I imagine the apostle Paul was a passionate minister of the word, but I sometimes wonder if I’m just slow or if he really makes sense? Well, he does make sense, but occasionally I have to backtrack and ponder his thoughts.
I was searching for a scripture yesterday when I ran upon the “I do” verses. Reading the verse once; there was the question mark –looming over my head. Following a second pass-by I began to chuckle. My next option was reading out loud. Disaster. All the I do’s began to sound like a frightened bride. Laughter hit and then silliness and I thought to myself, Will God think I’m being disrespectful? That led to reading the verses a third time and the thoughts becoming innately funnier.
You see, I believe God speaks to us frequently, we just don’t pay attention. Today was my day for Him to speak. The best part is, He knew from the moment I opened my Bible that I needed clarification, not just on scripture but on a few life issues. Therefore, he gave me the “I do” verses. In the midst of my confusion reading them, I was forced to break the verses down phrase by phrase.
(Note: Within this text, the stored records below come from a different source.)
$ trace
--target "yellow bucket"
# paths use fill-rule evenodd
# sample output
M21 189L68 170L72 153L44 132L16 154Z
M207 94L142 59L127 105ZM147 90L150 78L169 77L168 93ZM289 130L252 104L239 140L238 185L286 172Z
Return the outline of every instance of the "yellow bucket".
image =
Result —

I found out, funny as it may have been, that we all suffer confusion at times. We think we got the instructions right, but when we begin apply them–they go to jumble.
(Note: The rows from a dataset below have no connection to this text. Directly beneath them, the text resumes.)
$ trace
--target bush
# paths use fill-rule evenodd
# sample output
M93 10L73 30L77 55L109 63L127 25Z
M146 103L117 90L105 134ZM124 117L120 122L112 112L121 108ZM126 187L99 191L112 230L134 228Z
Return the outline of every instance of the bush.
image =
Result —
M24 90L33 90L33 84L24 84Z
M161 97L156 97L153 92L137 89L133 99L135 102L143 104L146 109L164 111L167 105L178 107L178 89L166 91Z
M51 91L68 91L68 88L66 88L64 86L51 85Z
My plate has been too full in the last few months and frankly, it’s catching up with me. I know God has been nudging me to turn loose of some of the “stuff” but it’s hard. It’s just easier to do things myself and know they’re done. However, I realized when I had difficulty sending a simple file via email, that I needed to understand the I Do’s. So, I read the scripture for a third time. “I do NOT understand what I do.” I got that part. “For what I WANT to do, I DON’T.” Alright, I paraphrased just a bit, but I get it now. “but what I hate – I do.” Oh, now I get it. Suddenly it became crystal clear as God spoke to my heart. He said, “Why do you do too much? You don’t want to, but you do it anyway. And when you get to much going, you hate the things you once loved. When are you going to listen to me?”
Well, shucks. When the God makes sense, He really makes sense. The things I love to do are becoming a chore because I can’t spend the time applying myself to what is important. And to think, it took several I do’s to figure it out.
This morning I read my meditation and said, “Okay God, I get it. I’m a little on the slow side, but I get it. Really “I do.” Sometimes God simply has to break it down into a series of I do’s for us to figure out. He uses the things that draw the cartoon question mark over our heads. Unfortunately, most of the time we read them once and mark it down as confusion, never to return there again for clarification. However, if we stop and ponder the I do’s, God opens our hearts to a greater understanding. I understand now, really, I do!
Prayer: Lord, we are sometimes blinded by the obvious, unwilling to hear You speak and even less willing to listen. Forgive us when we fall away from direction and gently nudge us back.